There's also the cerebrovascular complications. There's an increased risk of stroke, but what I want to bring to your attention is something that we don't always talk about, which is cerebral venous thrombosis or CVT. This tends to happen more so in our inpatients and is associated with a high morbidity and sometimes mortality, tends to happen in children more than adults, ulcerative colitis more than Crohn's disease. And as I said, it can be very subtle in the inpatients where they present with new onset headache that gets progressively worse. Sometimes they can get diplopia or visual impairment. The importance is to recognize this early, get the appropriate imaging, which is an MRI with a venography, and get them anticoagulated.

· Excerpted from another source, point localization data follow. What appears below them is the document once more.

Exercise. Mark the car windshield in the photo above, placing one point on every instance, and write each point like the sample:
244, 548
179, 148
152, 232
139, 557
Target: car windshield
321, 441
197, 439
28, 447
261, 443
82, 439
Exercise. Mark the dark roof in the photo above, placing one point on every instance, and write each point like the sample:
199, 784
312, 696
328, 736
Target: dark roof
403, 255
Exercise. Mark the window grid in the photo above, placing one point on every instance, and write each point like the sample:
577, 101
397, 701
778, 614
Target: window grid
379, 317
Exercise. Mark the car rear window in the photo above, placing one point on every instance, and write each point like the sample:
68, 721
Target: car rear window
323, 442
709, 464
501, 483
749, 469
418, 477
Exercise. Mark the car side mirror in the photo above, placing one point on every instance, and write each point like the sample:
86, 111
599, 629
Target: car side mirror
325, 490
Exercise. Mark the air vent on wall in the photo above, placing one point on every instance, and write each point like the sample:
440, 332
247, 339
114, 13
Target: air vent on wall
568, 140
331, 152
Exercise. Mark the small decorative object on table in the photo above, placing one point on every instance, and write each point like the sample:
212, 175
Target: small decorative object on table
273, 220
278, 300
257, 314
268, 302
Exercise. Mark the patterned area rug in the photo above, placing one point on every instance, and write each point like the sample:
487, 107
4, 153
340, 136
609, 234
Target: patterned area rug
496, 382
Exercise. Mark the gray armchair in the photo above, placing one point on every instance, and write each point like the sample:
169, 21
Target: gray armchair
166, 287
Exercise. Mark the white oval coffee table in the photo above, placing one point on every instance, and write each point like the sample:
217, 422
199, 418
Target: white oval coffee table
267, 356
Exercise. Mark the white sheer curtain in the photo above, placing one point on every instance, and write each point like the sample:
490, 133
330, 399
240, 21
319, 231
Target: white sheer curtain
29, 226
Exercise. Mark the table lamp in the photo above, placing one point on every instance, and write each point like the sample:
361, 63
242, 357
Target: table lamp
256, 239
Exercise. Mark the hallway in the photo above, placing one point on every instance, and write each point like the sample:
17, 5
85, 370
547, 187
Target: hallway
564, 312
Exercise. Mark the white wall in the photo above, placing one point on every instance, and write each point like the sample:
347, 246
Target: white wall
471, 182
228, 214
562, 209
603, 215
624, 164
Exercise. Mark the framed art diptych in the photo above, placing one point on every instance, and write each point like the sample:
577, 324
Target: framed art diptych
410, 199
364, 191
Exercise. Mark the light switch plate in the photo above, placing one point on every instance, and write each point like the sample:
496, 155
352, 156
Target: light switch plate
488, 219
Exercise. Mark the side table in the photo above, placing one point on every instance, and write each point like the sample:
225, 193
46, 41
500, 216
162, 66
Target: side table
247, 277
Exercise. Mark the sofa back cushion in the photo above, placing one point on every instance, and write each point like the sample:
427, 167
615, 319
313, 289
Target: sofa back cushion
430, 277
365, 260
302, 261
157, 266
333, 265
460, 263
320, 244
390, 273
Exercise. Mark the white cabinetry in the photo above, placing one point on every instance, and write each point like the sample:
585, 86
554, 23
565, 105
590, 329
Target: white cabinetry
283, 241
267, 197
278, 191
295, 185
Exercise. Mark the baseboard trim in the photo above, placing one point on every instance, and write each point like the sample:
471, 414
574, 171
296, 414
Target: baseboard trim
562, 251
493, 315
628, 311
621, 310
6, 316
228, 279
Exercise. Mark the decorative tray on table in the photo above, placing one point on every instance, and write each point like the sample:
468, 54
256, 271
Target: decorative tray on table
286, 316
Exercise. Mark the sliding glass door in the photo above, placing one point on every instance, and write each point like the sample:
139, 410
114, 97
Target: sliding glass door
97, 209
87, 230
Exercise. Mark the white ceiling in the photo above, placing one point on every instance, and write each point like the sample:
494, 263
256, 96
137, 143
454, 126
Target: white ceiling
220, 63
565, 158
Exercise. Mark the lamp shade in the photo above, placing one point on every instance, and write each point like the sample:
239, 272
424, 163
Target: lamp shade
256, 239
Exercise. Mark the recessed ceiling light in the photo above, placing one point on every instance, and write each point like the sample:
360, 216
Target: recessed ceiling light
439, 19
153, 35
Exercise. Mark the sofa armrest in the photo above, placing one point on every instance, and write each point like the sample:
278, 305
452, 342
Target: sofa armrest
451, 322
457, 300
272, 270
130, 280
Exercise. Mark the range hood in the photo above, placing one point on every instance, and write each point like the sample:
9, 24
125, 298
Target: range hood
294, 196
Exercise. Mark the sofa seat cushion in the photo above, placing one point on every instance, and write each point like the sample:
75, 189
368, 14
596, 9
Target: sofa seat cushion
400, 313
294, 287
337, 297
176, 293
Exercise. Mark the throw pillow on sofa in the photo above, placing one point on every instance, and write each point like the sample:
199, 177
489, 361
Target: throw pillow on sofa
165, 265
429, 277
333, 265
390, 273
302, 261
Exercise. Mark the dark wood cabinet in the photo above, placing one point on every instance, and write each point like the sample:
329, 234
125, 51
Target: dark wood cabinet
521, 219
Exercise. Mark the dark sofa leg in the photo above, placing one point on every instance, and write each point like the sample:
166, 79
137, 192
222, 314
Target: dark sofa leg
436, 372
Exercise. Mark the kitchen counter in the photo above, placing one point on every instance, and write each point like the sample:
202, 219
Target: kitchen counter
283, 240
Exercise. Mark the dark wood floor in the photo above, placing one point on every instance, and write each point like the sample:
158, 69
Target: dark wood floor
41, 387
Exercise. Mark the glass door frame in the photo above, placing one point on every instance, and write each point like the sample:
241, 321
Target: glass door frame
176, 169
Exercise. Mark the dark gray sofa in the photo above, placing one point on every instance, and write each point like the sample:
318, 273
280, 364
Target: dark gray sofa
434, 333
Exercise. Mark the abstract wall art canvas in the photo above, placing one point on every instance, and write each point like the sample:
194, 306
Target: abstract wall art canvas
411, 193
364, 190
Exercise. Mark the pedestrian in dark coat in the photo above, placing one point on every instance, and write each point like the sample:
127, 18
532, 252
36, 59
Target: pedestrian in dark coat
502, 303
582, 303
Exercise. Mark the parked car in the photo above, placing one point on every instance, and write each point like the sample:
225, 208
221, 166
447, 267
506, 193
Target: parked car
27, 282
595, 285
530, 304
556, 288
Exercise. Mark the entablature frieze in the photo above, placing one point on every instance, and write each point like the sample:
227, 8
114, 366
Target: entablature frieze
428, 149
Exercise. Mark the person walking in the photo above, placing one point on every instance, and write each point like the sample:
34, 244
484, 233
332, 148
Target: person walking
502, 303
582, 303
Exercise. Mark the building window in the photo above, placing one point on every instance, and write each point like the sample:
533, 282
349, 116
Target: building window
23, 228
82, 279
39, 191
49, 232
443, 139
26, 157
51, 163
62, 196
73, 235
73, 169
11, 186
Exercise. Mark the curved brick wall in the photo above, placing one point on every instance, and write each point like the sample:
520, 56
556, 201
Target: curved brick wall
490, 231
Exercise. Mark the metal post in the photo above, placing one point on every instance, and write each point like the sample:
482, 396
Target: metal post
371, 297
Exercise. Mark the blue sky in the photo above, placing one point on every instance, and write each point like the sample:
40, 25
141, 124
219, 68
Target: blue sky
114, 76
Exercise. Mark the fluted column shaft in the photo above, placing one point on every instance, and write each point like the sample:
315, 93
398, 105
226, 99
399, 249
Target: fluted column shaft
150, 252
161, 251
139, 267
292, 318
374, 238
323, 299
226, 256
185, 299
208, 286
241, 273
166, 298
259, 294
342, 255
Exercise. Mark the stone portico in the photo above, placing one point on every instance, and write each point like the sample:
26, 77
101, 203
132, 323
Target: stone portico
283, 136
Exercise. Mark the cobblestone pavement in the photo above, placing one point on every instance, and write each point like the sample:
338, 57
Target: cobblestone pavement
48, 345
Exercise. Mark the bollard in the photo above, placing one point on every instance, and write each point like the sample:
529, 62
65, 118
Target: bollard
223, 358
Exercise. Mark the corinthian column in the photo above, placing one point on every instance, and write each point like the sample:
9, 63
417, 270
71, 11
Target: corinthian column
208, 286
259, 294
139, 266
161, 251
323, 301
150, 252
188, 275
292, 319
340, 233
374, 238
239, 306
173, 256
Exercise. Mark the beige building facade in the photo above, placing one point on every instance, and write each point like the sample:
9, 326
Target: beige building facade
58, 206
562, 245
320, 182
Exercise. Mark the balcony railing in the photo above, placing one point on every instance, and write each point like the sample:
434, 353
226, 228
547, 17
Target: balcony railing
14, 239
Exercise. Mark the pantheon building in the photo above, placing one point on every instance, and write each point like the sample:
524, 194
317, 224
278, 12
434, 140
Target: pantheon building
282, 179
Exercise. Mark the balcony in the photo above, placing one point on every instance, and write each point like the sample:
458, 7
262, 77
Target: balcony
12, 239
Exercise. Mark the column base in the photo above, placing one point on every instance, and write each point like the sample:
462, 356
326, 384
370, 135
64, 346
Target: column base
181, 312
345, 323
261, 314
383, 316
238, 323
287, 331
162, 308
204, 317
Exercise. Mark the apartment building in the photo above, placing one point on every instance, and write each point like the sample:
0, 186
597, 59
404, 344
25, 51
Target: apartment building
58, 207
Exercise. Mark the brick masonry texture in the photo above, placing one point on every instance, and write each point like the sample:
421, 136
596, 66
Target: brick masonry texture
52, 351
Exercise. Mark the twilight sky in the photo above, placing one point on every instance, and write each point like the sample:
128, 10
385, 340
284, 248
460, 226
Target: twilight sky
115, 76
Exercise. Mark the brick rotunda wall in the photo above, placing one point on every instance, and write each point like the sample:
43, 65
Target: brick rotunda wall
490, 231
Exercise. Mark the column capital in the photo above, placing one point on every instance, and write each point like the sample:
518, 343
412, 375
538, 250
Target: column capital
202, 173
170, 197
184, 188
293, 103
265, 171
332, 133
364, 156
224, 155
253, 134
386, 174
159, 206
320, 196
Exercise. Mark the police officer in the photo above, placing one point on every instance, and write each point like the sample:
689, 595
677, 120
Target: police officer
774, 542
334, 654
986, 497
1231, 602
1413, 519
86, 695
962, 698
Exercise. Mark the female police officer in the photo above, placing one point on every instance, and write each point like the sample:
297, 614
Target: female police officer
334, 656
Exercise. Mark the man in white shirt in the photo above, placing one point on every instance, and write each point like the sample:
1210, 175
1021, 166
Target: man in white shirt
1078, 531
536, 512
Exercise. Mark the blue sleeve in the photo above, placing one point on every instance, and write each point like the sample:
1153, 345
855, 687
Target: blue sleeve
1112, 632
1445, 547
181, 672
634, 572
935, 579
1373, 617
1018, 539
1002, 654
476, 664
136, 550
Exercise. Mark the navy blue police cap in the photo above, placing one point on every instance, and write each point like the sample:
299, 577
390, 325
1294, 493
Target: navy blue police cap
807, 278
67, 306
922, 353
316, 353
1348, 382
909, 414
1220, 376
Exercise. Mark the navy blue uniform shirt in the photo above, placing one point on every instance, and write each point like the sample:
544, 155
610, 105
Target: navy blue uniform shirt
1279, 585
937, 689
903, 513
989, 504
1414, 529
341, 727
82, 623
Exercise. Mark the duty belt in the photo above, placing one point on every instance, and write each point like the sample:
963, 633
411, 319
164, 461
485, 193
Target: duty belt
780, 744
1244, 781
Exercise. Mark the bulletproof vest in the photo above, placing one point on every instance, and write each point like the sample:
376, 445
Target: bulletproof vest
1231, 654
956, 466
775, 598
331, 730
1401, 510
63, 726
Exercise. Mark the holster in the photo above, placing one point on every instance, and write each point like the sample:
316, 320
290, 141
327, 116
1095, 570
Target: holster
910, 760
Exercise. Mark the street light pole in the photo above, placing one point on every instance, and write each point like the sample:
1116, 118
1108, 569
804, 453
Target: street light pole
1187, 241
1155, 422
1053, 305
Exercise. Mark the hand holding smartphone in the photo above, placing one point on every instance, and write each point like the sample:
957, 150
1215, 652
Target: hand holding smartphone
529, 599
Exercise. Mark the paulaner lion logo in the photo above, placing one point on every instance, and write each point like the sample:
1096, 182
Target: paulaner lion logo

And then there's those demyelinating disorders. So if you look at epidemiological studies, patients with IBD have a 50% increased risk of developing multiple sclerosis and vice versa. And this comes from both MS and IBD epidemiological studies, probably because they share a common genetic underpinning. And this can present some treatment challenges because we know that there's cases with anti-TNF associated with demyelinating disorders, both peripherally and centrally, and it could be a niche use for some drugs like our S1P modulators in ulcerative colitis. It's important to be aware of this relationship, ask about forme fruste of multiple sclerosis such as optic neuritis and a family history of multiple sclerosis.

Even though this is not evidence-based, in my own personal patients, if they have a family history, I will do central imaging in those patients looking for white matter lesions, because those lesions can occur before MS and it will affect my treatment choice because I will tell them about the association with anti- TNF therapy and you may want to stay away from that therapy. There's other specific drug therapies that we could talk about in complications. We talked about anti-TNF agents. We know that JAK agents increase the risk of major adverse cardiac events in certain populations, including stroke. We know that you can see peripheral neuropathy with metronidazole as well. And then if we think about corticosteroids, because we use a lot of these still in our practice, they can be associated with myopathy, psychosis, increased intracranial pressure as well. So we just need to inform our patients when we're prescribing these therapies as some of the rarer side effects.

So that was just a brief review of what I spoke about at AIBD. Hopefully you can take some of those pearls back to your clinical practice, and I look forward to seeing you at a future meeting. Thank you very much.